O Telescópio Espacial James Webb sugere que o ‘Planeta Rosa’ tem origens de formação de planetas, mas um cenário de anã marrom para o objeto distante não pode ser descartado, dizem os pesquisadores.
Crédito: ilustração iStock / Getty Pictures Plus
Quanto às nuvens de sal, o sal não é sal de cozinha nem mesmo sal rosa do Himalaia, embora isso combinasse perfeitamente com o tema. O papelpublicado em O Jornal Astronômicodescreve-as como nuvens feitas de pequenas partículas que se formam quando gases esfriam apenas o suficiente para condensar em sólidos ou líquidos.
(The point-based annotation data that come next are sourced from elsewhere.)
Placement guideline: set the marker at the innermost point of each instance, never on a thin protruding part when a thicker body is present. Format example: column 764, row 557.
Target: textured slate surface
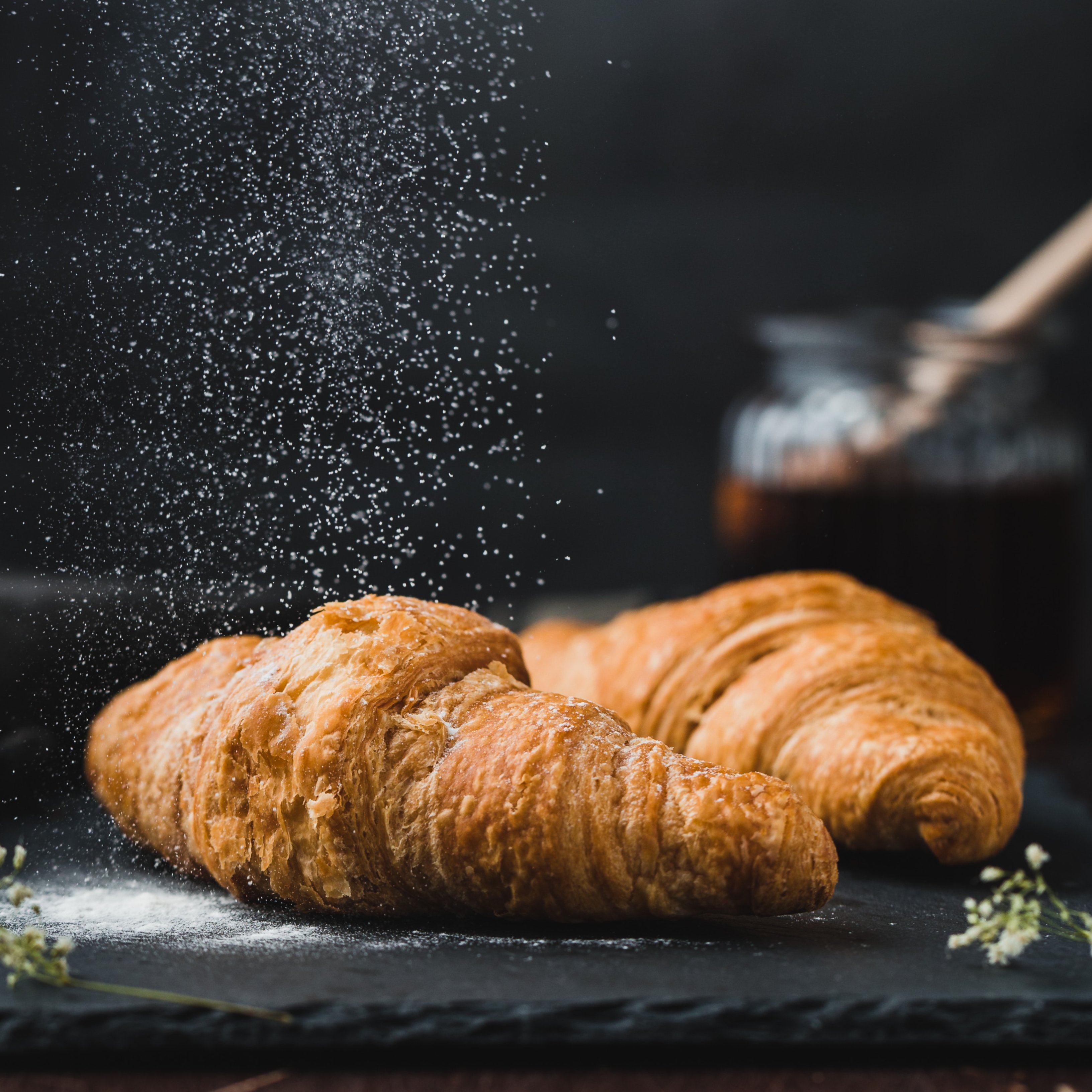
column 870, row 969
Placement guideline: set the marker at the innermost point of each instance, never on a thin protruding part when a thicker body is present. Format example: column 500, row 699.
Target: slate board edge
column 888, row 1021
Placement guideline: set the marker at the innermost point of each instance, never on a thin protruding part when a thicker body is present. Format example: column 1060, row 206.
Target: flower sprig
column 1020, row 910
column 28, row 955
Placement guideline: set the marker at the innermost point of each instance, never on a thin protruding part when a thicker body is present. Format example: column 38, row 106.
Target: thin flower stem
column 166, row 995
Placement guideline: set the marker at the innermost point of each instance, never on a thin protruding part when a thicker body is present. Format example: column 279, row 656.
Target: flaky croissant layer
column 388, row 757
column 889, row 733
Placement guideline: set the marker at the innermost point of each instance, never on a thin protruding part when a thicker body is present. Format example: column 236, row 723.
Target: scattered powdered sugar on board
column 176, row 913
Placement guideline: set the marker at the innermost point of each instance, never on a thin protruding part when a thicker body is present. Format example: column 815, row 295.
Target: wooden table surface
column 864, row 1080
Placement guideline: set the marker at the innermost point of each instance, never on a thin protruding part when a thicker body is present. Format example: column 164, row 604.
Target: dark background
column 706, row 162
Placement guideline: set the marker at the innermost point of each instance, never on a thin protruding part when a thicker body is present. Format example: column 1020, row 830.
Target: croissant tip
column 961, row 826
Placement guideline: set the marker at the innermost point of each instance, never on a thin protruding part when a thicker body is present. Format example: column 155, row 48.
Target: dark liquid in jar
column 994, row 568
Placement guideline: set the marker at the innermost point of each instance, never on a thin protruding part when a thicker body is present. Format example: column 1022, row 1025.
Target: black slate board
column 871, row 969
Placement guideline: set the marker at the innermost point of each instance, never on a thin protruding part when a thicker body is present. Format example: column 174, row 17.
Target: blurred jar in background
column 937, row 473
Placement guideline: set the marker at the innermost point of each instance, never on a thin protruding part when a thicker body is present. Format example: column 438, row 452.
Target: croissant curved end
column 964, row 818
column 807, row 870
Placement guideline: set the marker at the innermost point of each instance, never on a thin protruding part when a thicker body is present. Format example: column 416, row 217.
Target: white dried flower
column 1021, row 909
column 1035, row 854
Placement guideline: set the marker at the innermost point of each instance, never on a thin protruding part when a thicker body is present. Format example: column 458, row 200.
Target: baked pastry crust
column 388, row 757
column 890, row 734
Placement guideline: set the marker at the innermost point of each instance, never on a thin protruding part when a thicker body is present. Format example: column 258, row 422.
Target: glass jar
column 935, row 471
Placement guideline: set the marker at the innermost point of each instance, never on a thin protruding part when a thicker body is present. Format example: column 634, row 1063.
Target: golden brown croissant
column 387, row 757
column 888, row 732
Na Terra, as nuvens se formam quando o vapor de água se condensa em gotículas que flutuam no ar. Mas no GJ 504 b, o mesmo processo acontece com ingredientes muito mais extremos. A atmosfera contém gases que podem combinar-se em compostos semelhantes a minerais a altas temperaturas e, quando as condições mudam, esses compostos condensam-se em grãos microscópicos. Esses grãos então flutuam pela atmosfera e espalham a luz.
Essas nuvens são provavelmente feitas de compostos de metais alcalinos, como cloreto de potássio, ou talvez compostos de sulfeto, como sulfeto de manganês.
“Não temos evidências suficientes para dizer exatamente de que tipo”, disse Baburaj.
A camada de nuvens provavelmente desempenha um papel importante na aparência do GJ 504 b. A equipe descreve um leve tom rosado na forma como a luz viaja pela atmosfera. Isso significa que GJ 504 b pode não brilhar em rosa, por si só, mas a sua atmosfera filtra a luz da sua estrela de uma forma que deixa uma leve tonalidade quente no espectro.
Apesar dos novos detalhes fornecidos por Webb, os astrónomos ainda não resolveram o debate sobre se o Planeta Rosa é de facto um planeta. A evidência química parece mais rica em elementos pesados, como o carbono, do que a sua estrela hospedeira. Esse padrão aparece frequentemente em planetas que se formam dentro um disco de gás e poeira em torno de uma jovem estrela. Mas existem incertezas suficientes para que os investigadores ainda não consigam descartar a possibilidade de se tratar de uma anã castanha.
Se for um planeta, é um que pesa cerca de 25 vezes mais que Júpiter, o planeta mais massivo do nosso sistema photo voltaic.